We describe and evaluate two different architectures for creating book highlights from unstructured data. Given the prevalence of large language models, we examine whether a pipeline-based approach with intermediate steps for text generation is still necessary and whether it continues to offer any benefits over an end-to-end approach. Our comparative evaluations using LLM-as-a-judge across multiple models with different parameter sizes and generation scenarios show that highlights generated by the end-to-end approach are preferred. However, there is a slight but consistent increase in faithfulness for the pipeline-generated highlights when generating at a thematic level. Additionally, our analysis across multiple models shows that while larger models are more faithful, the degree of faithfulness increases when they are used with a pipeline architecture. The findings from our work indicate that whilst there is comparability between the two approaches, the greater faithfulness, controllability, and observability of pipeline-based approaches offer tangible benefits in applied settings.

2024

We describe our implementation and evaluation of the Hotel Highlights system which has been deployed live by trivago.
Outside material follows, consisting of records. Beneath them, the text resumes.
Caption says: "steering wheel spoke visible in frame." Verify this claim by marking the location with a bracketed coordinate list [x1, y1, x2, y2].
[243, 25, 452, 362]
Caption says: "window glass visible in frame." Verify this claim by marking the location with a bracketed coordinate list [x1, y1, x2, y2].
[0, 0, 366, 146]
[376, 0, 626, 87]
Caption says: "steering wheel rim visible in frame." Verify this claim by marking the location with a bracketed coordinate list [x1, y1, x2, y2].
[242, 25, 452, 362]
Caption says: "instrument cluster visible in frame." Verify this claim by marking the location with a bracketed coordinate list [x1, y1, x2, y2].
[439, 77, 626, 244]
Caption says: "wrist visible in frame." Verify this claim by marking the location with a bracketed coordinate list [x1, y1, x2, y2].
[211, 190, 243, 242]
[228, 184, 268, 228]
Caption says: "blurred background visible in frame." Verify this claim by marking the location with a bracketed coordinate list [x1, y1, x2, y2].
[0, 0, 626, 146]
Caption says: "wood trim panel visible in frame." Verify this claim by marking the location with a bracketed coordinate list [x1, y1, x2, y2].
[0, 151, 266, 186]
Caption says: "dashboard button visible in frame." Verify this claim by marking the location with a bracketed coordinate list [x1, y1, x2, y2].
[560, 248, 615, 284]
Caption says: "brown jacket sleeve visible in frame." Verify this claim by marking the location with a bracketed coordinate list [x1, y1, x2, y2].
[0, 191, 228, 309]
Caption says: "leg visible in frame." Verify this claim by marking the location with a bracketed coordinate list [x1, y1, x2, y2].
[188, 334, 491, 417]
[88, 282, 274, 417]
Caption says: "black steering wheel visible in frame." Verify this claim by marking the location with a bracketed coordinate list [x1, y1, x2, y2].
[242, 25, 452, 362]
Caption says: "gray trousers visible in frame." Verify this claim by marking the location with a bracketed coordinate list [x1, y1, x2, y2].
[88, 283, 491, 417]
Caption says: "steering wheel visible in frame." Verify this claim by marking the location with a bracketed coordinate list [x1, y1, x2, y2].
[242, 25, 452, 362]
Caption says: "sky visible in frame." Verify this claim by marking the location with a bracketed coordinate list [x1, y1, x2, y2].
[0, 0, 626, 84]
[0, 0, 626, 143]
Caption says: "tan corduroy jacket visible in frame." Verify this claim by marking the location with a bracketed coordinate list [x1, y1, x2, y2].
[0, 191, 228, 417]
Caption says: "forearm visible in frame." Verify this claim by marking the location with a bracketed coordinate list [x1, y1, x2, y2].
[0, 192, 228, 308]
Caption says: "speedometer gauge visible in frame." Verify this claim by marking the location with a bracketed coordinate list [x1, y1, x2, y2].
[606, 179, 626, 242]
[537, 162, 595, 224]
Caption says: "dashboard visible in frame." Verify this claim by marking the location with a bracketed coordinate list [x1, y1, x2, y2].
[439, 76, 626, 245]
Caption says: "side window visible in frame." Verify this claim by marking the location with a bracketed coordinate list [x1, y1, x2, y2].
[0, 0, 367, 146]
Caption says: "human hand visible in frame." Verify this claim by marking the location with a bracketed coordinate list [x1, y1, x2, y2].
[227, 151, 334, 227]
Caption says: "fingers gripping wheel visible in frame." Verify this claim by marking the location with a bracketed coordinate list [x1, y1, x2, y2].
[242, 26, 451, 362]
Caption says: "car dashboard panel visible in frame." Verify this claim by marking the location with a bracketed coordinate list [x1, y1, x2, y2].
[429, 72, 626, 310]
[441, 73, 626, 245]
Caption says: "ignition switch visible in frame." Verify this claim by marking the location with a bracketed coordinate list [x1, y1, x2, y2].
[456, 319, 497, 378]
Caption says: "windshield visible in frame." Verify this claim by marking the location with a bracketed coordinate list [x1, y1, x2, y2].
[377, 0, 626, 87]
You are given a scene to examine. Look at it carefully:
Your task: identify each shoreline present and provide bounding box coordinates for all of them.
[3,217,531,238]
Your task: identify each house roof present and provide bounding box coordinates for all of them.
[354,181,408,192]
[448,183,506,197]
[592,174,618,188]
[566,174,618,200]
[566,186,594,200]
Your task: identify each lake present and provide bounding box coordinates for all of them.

This system leverages a large language model (LLM) to generate a set of highlights from accommodation descriptions and reviews, enabling travellers to quickly understand its unique aspects. In this paper, we discuss our motivation for building this system and the human evaluation we conducted, comparing the generated highlights against the source input to assess the degree of hallucinations and/or contradictions present. Finally, we outline the lessons learned and the improvements needed.